The Hückel rule also has trouble with polycyclic π systems, as we discussed in your question about pyrene. The rule was not intended to take substituents into account at all. We can say that furan or pyrrole has aromatic properties because the lone pair on oxygen or nitrogen contributes to the π-system. But note that in these cases the oxygen or nitrogen is part of the monocyclic ring, not a substituent appended to the ring.

In the case of aniline, the molecule is aromatic. The benzene ring is, in agreement with Hückel's rule, aromatic. The lone pair of electrons on the amino substituent clearly interact with the π system of the benzene ring as evidenced by the reduced basicity of aniline in comparison to ammonia. But the amino group is a substituent attached to the ring and the lone pair on nitrogen is not counted as part of the $4n+2$ system. The same concept applies to phenol, halobenzenes, etc.: these substituents interact with the benzene ring, but their lone pairs are not part of the electron count when Hückel's rule is applied.

Answer 3

I agree with you that in aniline there are 6 π electrons from the benzene ring, and an additional 2 from the lone pair of the amine group.
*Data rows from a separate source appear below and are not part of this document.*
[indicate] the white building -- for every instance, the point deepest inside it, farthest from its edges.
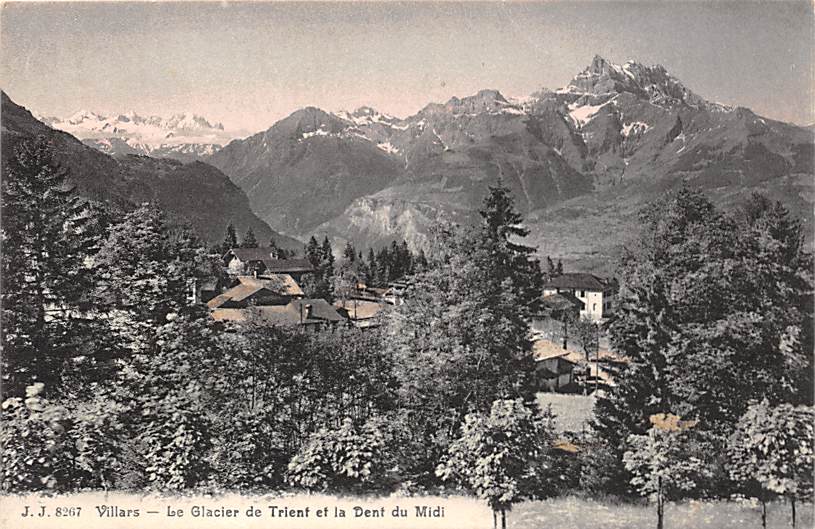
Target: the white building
(596, 293)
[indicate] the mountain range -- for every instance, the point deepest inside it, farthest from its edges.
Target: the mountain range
(193, 193)
(581, 161)
(184, 137)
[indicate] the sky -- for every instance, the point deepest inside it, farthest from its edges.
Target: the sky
(249, 64)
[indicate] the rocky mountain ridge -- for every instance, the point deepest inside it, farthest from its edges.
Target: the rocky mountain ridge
(615, 134)
(192, 193)
(185, 137)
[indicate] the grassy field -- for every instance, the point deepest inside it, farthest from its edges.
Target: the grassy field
(572, 412)
(575, 513)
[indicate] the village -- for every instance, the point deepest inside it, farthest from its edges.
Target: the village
(569, 346)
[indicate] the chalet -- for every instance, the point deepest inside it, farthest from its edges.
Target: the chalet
(598, 372)
(361, 313)
(310, 313)
(554, 367)
(259, 261)
(596, 293)
(273, 289)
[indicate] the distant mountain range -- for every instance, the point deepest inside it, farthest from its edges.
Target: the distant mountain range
(581, 161)
(185, 137)
(193, 193)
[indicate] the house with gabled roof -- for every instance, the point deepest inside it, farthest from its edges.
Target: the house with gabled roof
(309, 313)
(260, 262)
(273, 289)
(596, 293)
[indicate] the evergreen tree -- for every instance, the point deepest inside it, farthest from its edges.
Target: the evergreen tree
(713, 314)
(249, 240)
(511, 260)
(551, 271)
(148, 268)
(371, 267)
(327, 271)
(461, 338)
(421, 261)
(48, 235)
(313, 252)
(349, 253)
(230, 239)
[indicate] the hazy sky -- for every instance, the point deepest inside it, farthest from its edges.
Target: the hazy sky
(248, 65)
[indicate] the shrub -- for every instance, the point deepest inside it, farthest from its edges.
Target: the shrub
(37, 451)
(345, 459)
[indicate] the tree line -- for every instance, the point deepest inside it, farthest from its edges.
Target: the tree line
(113, 379)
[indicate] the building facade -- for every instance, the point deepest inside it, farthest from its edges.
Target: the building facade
(596, 293)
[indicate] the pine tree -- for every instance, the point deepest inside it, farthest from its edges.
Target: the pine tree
(327, 271)
(148, 268)
(313, 252)
(372, 267)
(461, 338)
(230, 239)
(709, 317)
(501, 228)
(551, 271)
(349, 253)
(48, 234)
(249, 240)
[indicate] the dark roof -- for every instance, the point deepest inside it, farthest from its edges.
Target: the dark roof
(287, 266)
(250, 254)
(561, 301)
(280, 284)
(320, 312)
(579, 281)
(273, 266)
(320, 309)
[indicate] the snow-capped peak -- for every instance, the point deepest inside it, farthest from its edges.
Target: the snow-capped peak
(651, 82)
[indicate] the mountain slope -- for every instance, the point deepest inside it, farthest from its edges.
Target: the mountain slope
(306, 169)
(583, 160)
(183, 137)
(194, 193)
(580, 161)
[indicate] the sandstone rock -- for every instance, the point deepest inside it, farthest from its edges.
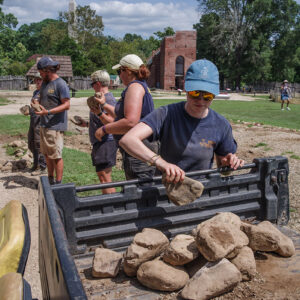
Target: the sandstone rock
(194, 266)
(212, 280)
(245, 262)
(36, 106)
(160, 276)
(145, 246)
(216, 239)
(185, 192)
(228, 218)
(106, 263)
(181, 250)
(18, 153)
(266, 237)
(286, 246)
(151, 238)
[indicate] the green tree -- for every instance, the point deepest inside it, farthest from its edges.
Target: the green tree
(31, 35)
(239, 35)
(88, 26)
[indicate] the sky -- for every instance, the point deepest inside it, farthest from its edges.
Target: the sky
(119, 17)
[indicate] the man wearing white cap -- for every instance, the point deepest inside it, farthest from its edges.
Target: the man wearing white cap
(54, 103)
(39, 162)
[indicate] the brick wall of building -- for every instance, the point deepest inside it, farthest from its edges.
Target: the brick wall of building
(163, 63)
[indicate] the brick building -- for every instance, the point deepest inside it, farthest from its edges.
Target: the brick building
(169, 63)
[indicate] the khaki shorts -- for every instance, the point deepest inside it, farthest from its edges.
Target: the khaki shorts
(52, 143)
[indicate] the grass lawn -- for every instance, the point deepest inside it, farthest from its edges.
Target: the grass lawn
(261, 111)
(78, 165)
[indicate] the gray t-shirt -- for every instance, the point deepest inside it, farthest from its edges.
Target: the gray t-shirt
(51, 94)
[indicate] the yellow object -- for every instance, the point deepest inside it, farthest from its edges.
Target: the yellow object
(12, 235)
(11, 286)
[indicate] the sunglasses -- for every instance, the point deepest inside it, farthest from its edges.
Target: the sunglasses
(120, 70)
(205, 95)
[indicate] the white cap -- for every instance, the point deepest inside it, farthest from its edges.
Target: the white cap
(130, 61)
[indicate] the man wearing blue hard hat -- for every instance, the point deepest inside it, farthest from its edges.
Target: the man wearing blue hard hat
(191, 134)
(53, 105)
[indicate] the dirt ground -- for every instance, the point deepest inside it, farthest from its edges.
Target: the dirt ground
(254, 140)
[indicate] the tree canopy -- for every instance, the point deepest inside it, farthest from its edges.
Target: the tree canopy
(250, 41)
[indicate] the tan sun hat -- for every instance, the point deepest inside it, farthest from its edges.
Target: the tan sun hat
(101, 76)
(130, 61)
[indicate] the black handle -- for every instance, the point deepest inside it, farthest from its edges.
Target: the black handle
(156, 178)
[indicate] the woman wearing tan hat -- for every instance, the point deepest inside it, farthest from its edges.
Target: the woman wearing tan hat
(136, 102)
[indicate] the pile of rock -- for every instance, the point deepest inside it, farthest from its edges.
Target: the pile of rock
(23, 158)
(217, 255)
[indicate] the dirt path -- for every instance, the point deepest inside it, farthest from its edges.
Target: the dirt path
(255, 141)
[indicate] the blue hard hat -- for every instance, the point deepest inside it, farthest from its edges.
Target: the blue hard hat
(202, 75)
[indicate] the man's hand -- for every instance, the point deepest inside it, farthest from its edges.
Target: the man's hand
(96, 111)
(231, 160)
(99, 134)
(173, 173)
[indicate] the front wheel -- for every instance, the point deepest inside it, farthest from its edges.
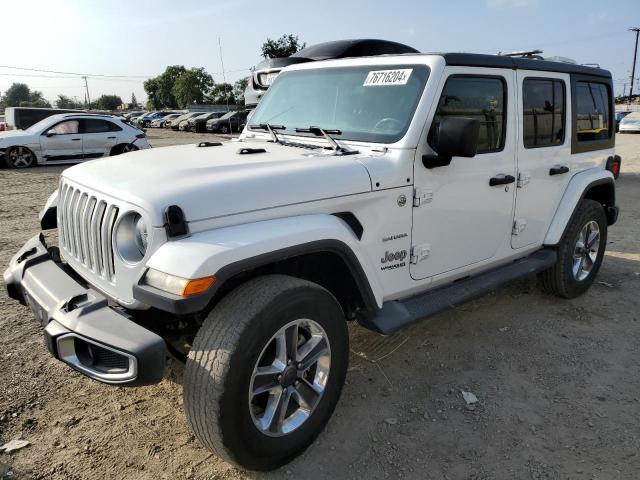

But aniline is still aromatic, because there are only 6 π electrons resonating, i.e. the 6 π electrons in the benzene ring are conjugated in a plane perpendicular to the ring. While the additional lone pair of electron on the nitrogen atom cannot resonate with them, as it is not in that plane perpendicular to the ring.

We have to notice that the nitrogen atom in aniline is not $\mathrm{sp^2}$ hybridized but $\mathrm{sp^3}$.